Elisabeth Kopp, die erste Bundesrätin, die abgewählt wurde, weil sie den
Ehemann (der angeblich in eine Finanzaffaire verwickelt war) in einem Telefon
gewarnt hatte - (diesen Anruf jedoch öffentlich negierte und dadurch als
Lügnerin da stand) ist ebenfalls aufschlussreich. Hätte sie auf ihre
Mitarbeiter gehört und den Bundesrat informiert, wäre die damalige
Justizministerin sicherlich im Amt geblieben. Dieser Fall wurde später von
einem Journalisten in einem Buch beleuchtet. Auch Elisabeth Kopp wurde
übrigens freigesprochen.
Interessanterweise blieb aber ihr Image nach der Publikation weiter
angeschlagen.
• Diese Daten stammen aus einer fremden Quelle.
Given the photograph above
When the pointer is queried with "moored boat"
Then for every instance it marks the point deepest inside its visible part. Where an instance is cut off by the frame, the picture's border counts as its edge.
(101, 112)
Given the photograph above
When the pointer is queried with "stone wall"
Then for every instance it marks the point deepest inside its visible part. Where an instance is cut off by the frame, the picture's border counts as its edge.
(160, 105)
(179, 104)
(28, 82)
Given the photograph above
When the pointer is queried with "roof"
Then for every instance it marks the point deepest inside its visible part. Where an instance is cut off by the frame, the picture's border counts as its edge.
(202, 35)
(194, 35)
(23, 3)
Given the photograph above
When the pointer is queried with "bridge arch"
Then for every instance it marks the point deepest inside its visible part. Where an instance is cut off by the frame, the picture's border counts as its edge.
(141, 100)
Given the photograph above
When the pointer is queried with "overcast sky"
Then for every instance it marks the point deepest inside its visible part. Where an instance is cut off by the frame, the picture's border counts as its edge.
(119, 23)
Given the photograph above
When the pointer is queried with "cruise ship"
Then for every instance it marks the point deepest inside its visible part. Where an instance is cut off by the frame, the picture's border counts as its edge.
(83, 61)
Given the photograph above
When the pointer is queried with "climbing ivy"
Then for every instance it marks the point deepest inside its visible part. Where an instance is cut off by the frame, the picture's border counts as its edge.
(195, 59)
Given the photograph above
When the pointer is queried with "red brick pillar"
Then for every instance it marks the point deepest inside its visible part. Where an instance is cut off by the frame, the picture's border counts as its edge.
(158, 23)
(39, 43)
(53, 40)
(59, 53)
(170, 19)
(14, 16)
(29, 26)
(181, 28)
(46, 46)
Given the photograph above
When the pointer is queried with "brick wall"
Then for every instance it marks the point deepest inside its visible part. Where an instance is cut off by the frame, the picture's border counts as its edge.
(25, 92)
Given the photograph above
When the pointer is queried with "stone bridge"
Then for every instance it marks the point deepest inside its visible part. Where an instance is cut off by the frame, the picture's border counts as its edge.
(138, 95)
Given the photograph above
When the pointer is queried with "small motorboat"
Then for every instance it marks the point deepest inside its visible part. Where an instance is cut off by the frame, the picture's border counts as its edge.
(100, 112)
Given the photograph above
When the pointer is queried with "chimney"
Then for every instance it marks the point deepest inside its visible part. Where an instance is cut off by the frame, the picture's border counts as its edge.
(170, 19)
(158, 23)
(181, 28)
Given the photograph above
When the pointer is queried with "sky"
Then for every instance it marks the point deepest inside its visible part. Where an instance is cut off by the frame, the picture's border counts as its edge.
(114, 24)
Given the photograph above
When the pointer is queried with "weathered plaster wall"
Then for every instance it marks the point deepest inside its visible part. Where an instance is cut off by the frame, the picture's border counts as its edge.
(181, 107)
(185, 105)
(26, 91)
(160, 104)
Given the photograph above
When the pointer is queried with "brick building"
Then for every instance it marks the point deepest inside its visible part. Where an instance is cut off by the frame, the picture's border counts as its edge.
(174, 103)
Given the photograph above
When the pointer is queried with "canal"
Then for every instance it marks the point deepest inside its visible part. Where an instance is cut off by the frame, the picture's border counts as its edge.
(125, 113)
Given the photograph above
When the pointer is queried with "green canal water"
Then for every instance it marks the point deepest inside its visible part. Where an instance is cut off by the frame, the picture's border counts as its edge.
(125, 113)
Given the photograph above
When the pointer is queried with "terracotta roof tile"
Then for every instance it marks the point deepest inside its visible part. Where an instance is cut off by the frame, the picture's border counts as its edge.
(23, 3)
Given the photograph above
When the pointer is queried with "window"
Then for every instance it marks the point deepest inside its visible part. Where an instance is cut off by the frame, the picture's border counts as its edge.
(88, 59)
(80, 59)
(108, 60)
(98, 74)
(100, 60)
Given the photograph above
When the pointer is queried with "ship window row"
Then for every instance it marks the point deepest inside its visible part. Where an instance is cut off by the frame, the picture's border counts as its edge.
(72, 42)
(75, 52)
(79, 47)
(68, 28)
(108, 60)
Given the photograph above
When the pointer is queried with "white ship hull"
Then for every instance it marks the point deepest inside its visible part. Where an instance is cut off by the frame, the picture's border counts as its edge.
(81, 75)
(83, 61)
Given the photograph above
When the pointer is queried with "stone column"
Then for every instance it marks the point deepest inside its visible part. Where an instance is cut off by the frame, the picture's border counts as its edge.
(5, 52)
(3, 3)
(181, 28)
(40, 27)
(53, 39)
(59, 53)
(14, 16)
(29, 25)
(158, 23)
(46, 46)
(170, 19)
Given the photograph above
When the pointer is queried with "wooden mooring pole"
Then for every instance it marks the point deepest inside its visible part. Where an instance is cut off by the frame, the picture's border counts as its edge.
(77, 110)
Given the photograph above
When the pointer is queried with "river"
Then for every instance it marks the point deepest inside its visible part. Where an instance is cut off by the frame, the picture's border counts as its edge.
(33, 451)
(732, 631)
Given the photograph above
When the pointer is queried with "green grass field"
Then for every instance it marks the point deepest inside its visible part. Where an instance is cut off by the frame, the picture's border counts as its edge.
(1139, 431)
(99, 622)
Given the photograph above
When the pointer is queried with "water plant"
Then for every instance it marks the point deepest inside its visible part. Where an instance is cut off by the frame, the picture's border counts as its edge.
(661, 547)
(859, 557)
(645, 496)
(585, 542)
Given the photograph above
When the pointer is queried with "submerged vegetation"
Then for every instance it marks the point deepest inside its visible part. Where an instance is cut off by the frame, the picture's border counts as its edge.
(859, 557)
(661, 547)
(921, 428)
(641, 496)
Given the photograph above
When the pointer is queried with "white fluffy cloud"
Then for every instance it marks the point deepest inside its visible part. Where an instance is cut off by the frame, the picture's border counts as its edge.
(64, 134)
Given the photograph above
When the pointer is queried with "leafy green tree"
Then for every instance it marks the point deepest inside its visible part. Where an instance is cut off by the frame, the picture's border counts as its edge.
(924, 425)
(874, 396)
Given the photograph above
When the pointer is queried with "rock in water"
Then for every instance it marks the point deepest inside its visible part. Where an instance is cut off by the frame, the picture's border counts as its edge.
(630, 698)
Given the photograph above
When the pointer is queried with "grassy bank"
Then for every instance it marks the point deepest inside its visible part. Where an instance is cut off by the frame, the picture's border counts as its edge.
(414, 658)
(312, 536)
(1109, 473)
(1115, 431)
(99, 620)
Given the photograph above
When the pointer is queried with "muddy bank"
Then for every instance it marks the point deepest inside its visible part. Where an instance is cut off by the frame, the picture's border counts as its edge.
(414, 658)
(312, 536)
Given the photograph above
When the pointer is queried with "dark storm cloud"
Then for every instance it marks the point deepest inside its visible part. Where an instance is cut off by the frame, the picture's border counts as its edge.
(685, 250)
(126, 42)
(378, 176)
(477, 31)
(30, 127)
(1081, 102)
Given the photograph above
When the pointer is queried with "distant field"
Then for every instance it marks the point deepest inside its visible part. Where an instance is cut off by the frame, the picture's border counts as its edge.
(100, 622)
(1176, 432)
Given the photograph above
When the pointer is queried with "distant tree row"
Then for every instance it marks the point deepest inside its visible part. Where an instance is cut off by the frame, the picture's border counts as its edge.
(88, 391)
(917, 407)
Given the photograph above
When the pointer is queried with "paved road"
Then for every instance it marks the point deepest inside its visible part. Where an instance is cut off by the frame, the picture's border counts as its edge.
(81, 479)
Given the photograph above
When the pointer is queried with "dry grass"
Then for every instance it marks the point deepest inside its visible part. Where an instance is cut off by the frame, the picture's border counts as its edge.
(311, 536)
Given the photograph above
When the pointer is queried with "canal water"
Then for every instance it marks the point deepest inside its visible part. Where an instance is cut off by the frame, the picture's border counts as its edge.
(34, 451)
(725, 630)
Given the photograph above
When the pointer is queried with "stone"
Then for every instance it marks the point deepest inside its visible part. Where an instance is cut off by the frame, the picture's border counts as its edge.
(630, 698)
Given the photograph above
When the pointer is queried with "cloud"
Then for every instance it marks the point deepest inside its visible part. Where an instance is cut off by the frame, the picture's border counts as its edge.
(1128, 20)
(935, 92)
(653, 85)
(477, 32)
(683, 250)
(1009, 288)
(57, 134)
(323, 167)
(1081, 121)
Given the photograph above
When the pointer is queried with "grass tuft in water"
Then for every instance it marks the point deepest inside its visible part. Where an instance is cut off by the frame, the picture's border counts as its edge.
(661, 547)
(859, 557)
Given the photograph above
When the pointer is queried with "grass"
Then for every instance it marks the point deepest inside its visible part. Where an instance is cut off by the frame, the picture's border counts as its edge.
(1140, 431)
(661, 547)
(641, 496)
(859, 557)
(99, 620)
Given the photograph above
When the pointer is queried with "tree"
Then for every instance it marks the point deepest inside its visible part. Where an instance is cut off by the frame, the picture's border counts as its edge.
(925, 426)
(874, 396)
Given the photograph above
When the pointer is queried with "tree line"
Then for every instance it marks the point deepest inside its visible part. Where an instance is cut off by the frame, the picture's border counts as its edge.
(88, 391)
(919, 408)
Viele empfanden das Buch als eine Beschönigung der effektiven
Situation.
Mit dem Buch wurden zudem viele unerfreuliche Details - auch aus dem Eheleben-
erneut aufgewärmt.
Wir dürfen nicht vergessen: Wulff hatte im Grunde genommen die Bedenken des
Volkes nie richtig ernst genommen. Er hätte Verständnis zeigen müssen für die
Kritik gegenüber den fragwürdigen Geschenken. Zu lange liess er verlauten: "Es
gibt kein Problem". Damit hat er den Aerger der Leute auf der Strasse zu wenig
ernst genommen. Etwas vom Wichtigsten liess Wulff vermissen: Die DEMUT! Das
wäre wichtig gewesen. Wulff strahlte bei seinen Auftritten Ueberheblichkeit
aus.
Wulffs Wunsch mit einem Buch alles - aus seiner Sicht - zu beleuchten, kann
ich gut nachvollziehen:
"Dies ist nun meine Sicht".
Was aber mir bei diesem Projekt nicht transparent ist: Welche Interessen oder
welche Interessenten stecken hinter der Publikation dieses neuen Buches?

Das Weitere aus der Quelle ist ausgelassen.